The Untitled Space is pleased to present duo exhibition, “EXPOSED” featuring works by artists Grace Graupe-Pillard and Robin Tewes. Curated by gallery director Indira Cesarine, the exhibit will open on September 24th, with an artist reception on September 26th, 2019 and will be on view through October 12th, 2019. Practicing since the 1970’s and 80s, pioneering feminist artists Grace Graupe-Pillard and Robin Tewes have very different artistic styles, yet both have explored through their works over the last several decades portraits of contemporary America, depicting individuals and environments that resonate with our collective conscious as familiar, recognizable and yet unconventional. Duo exhibition, “EXPOSED” presents their unique female perspective on this universe with works that inspire an ongoing dialogue and challenge the outdated notions of men and women's conventional roles. Their signature styles reveal portraits that address a shift in consciousness by examining the way we perceive one another. Voyeuristic themes have consistently inspired both artists, yet their individual styles approach it conceptually from unique angles. Exhibition “EXPOSED,” through a selection of recent as well as historical works by both artists, reflects on the fragility of being human, and reveals a vision of our culture that is at once subtle yet a remarkable reminder of the struggles faced in these challenging and changing times. Their works communicate past and present narratives, chronicling moments in time as if from their own private journals, unfolding complex identities through their confidential lens.

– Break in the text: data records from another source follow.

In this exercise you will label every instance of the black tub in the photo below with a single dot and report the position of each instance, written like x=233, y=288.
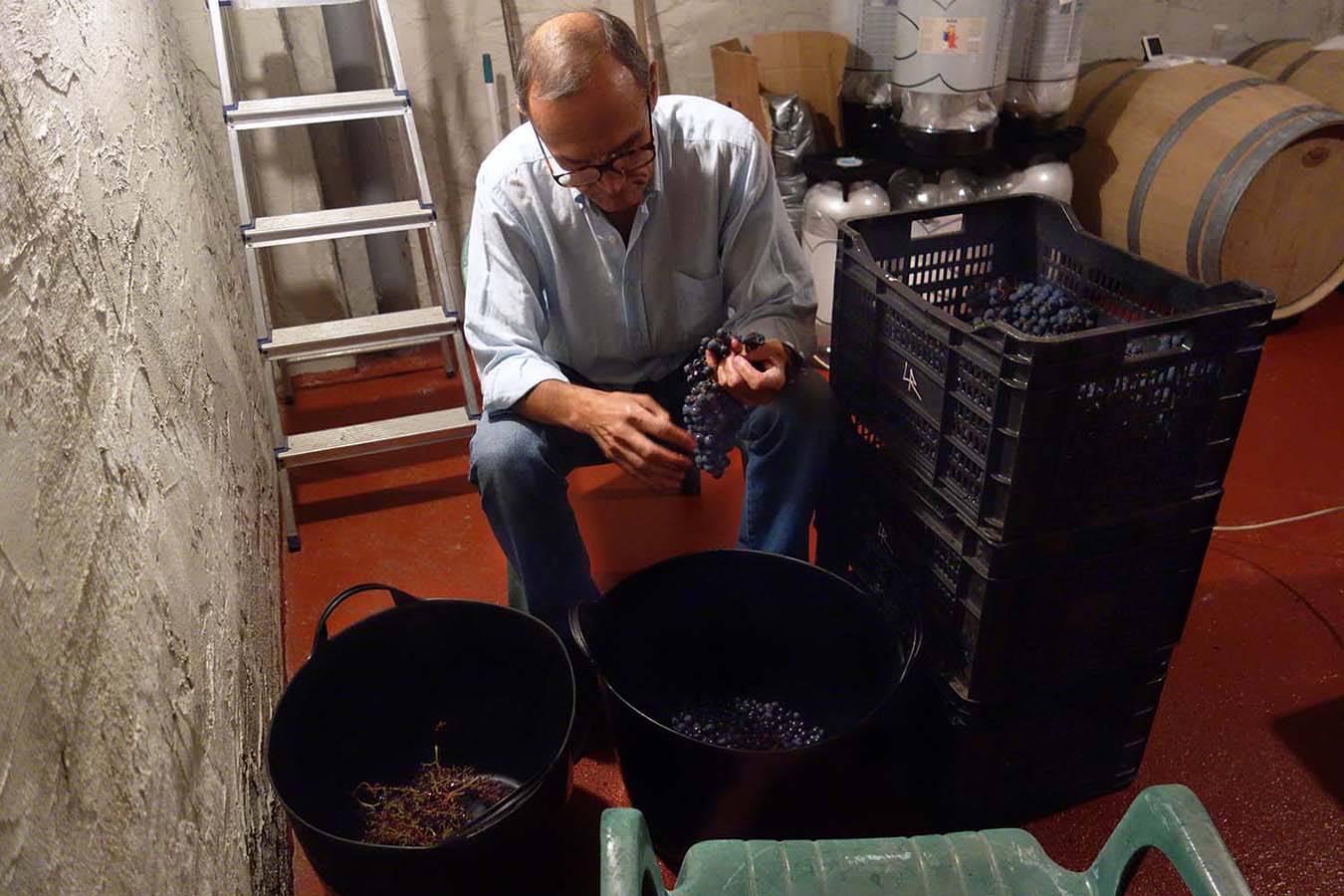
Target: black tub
x=741, y=622
x=488, y=685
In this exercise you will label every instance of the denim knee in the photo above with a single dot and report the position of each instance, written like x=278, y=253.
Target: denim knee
x=507, y=449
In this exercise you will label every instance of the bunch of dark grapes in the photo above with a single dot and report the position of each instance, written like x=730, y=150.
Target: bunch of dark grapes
x=711, y=415
x=1036, y=310
x=745, y=723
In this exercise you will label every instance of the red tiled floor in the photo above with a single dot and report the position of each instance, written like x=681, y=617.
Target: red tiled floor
x=1252, y=714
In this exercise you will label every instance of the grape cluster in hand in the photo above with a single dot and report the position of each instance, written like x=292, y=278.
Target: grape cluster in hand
x=1036, y=310
x=711, y=415
x=745, y=723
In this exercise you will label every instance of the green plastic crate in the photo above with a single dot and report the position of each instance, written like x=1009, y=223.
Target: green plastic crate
x=1168, y=817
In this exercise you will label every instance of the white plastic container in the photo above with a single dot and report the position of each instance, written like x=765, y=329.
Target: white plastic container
x=1043, y=65
x=822, y=210
x=949, y=72
x=1048, y=177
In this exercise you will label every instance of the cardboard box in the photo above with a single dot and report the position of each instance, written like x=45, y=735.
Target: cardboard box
x=809, y=64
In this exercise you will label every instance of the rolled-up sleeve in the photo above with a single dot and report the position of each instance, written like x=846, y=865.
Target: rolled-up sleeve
x=767, y=280
x=506, y=320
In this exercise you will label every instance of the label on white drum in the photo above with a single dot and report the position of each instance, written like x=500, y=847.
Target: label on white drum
x=952, y=35
x=952, y=47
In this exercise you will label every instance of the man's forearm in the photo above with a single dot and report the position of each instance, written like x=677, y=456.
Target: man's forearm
x=557, y=403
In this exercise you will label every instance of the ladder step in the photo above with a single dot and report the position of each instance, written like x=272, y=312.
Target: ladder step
x=281, y=112
x=277, y=4
x=390, y=330
x=336, y=223
x=379, y=435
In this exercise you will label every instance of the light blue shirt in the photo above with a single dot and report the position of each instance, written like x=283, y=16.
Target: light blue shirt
x=550, y=281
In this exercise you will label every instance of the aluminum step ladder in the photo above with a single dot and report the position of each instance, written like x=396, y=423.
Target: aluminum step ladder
x=394, y=330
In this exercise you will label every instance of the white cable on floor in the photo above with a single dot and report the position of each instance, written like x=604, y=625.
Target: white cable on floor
x=1286, y=519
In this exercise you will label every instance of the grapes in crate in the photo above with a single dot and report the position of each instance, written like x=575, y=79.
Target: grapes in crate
x=1031, y=308
x=713, y=416
x=746, y=723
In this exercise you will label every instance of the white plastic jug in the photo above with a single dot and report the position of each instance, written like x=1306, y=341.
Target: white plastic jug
x=824, y=207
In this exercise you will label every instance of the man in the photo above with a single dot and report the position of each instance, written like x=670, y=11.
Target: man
x=609, y=235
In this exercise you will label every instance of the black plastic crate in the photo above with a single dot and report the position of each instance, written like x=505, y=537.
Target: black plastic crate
x=1025, y=434
x=987, y=766
x=1006, y=618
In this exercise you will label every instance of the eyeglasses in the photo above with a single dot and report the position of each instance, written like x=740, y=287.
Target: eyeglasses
x=624, y=164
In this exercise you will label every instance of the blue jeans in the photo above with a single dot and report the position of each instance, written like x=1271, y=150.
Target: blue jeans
x=521, y=469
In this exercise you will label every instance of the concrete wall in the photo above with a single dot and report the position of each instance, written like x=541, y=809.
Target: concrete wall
x=1187, y=26
x=444, y=39
x=138, y=611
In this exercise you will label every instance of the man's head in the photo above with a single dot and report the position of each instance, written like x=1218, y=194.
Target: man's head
x=586, y=85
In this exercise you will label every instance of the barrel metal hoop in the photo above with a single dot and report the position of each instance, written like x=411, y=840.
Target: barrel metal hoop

In Graupe-Pillard's realist portraits and paintings of nudes, the backgrounds are stripped bare as are the subjects. The naked and larger than life portraits give her an opportunity to emphasize the subject’s individualism, as well as address the human condition and aging process. States the artist, “I metaphorically dissolve into my subjects. I am admittedly a “voyeur” in the sense that I like observing something that is considered to be private. I feel that voyeurism in the context of art requires a penetrating look at the human physiognomy - be it the face or the naked body fully exposed - conjoined through the medium of paint, a sensual phenomenon that occurs when I work without restraint, without self-consciousness, taking poignant risks that reveal a shared humanity.”

Graupe-Pillard has concentrated on portraiture since her early charcoal drawings which she exhibited at The Drawing Center, NYC in 1981. Her work, which has been exhibited at notable institutions such as MOMA PS1 and galleries including Cheim & Read Gallery (NY) and Carl Hammer Gallery (Chicago), has evolved from over the years from pastels to large-scale oil paintings and installations of people who she describes as “having not been integrated into mainstream society.” Her more recent paintings, inspired by selfies and iPhone photographs, attempt to convey the vitality and diversity of 21st century contemporary culture while capturing the ineffable moments in our lives. “The sensuality and radiant beauty of youth and ethnic diversity are depicted in my choice of subjects, as well as the ravages of time which are imprinted on our being. All stages of life are filled with humanity that both elevates and dissipates the spirit.”

Robin Tewes’s work reflects not only the artist’s expression of her inner thoughts and feelings but also her fascination with the interconnection of interior and exterior spaces. Her paintings invoke a complex and often surreal narrative of voyeurism that draws the viewer into an intimate dialogue. “I'm interested in how much a single narrative moment can tell us about our selves and the culture we live in. My work is involved with expressing paradoxical truths and the short stories have psychological theory. I think of the world as a stage, loaded with images that I’m interested in redefining or evaluating, so that I become the voyeur along with the viewer. Repeated images such as brick, plants, crumpled paper, windows and sky, reflect the surreal subtleties that lurk in the mundane and peripheral experience of contemporary life,” states Tewes. The walls or backgrounds of her paintings are minimal, but at a closer glance are covered with words and images scratched or painted on the surface. Her intention is that nothing is what it seems, especially at first glance.

The Queens-born, New York City-based artist Robin Tewes, known since the early 1980s for her representational paintings of frozen and narrative-like moments, has shown her work in numerous solo exhibitions as well as museums including P.S. 1, the Museum of Modern Art, the Whitney Museum, and The Drawing Center. Tewes paints everyday people and domestic interiors in a precise, almost deadpan style that Artforum critic Ronny Cohen called "searingly direct" in its presentation of information and emotional impact. She often incorporates subtle, graffiti-like text into her paintings, suggesting pointed or disquieting thoughts, conversations or social commentary on the scene being portrayed. ARTnews' Barbara Pollack described Tewes's work as maintaining "an edgy balance between surrealism and soap opera." In addition to her art practice, Tewes has worked as an educator, lecturer, curator and activist. She has contributed socially-minded works to numerous exhibitions and benefits focusing on issues including women's reproductive rights, human trafficking, aggression, environmentalism, and the Iraq War. Tewes has long been rumored to be one of the original members of the controversial, anonymous feminist collective the Guerrilla Girls, known as member "Alice Neel."